Well having been in direct competition with him while I managed my last gallery with Art Wolfe and Robert Rotella, I can certainly say he has the balls to make aggressive marketing moves that most would never sleep at night if made. He also has a wonderful apparatus to tie up personnel so the competition can not benefit from his voracious appetite for going through employees. There are enough stories floating in town to fill several novels.
With that said I must say that I admire his ability to roll out galleries and hit huge sales numbers. I am struggling to make my second million $ milestone and he is on 420. Dam he is good at it.
Robert
Www.robert-park.com
Www.nevadaartprinters.com
The fact that you made your first is pretty good going I'd have thought.
This thread has got me thinking (always dangerous) about the whole print market and why there is hardly such a thing over here yet people can make their living in the states from it.

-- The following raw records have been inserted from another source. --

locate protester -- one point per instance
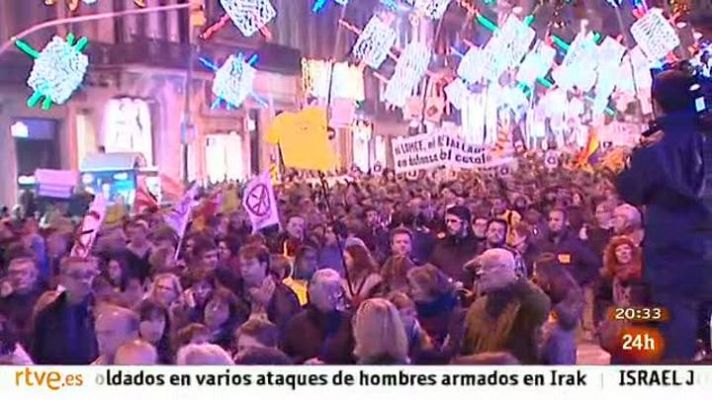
(439, 313)
(323, 329)
(136, 352)
(510, 312)
(256, 343)
(114, 327)
(457, 246)
(20, 295)
(260, 292)
(63, 331)
(567, 301)
(155, 328)
(203, 354)
(363, 280)
(379, 334)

The first thing to appreciate is that there have to be customers to buy the items. So why are there buyers in the US but not Ireland, or much of Europe come to that? Who are these buyers in the states and where are they hanging the pictures? Are American houses bigger and so have more walls to cover, or do people move house more often and so need to redecorate more frequently? I also get the impression that house prices in the states are more a reflection of how the house is fitted out and its state of repair rather than the value of the bit of land it is sat upon, a major factor over here where there is less land available. Does this have an effect on how people decorate their homes? Maybe hanging photos in the smaller rooms of European houses just makes them feel cluttered and can be overpowering or distracting?
Then there are the psychological reasons for for folk buying landscapes, is it because they want to bring the great outdoors into their homes, extend the vastness of America into their houses, be reminded of what was wrested from nature, or maybe that that nature still has not succumbed?
The list of questions is probably endless but what is quite clear is that you cannot always take a business model from one culture where it is successful and transplant it to another and expect to flourish in its new surroundings. Lik certainly knows that, which is why he has only one gallery in Europe, in Venice, a city inundated with cruise ships carrying American tourists.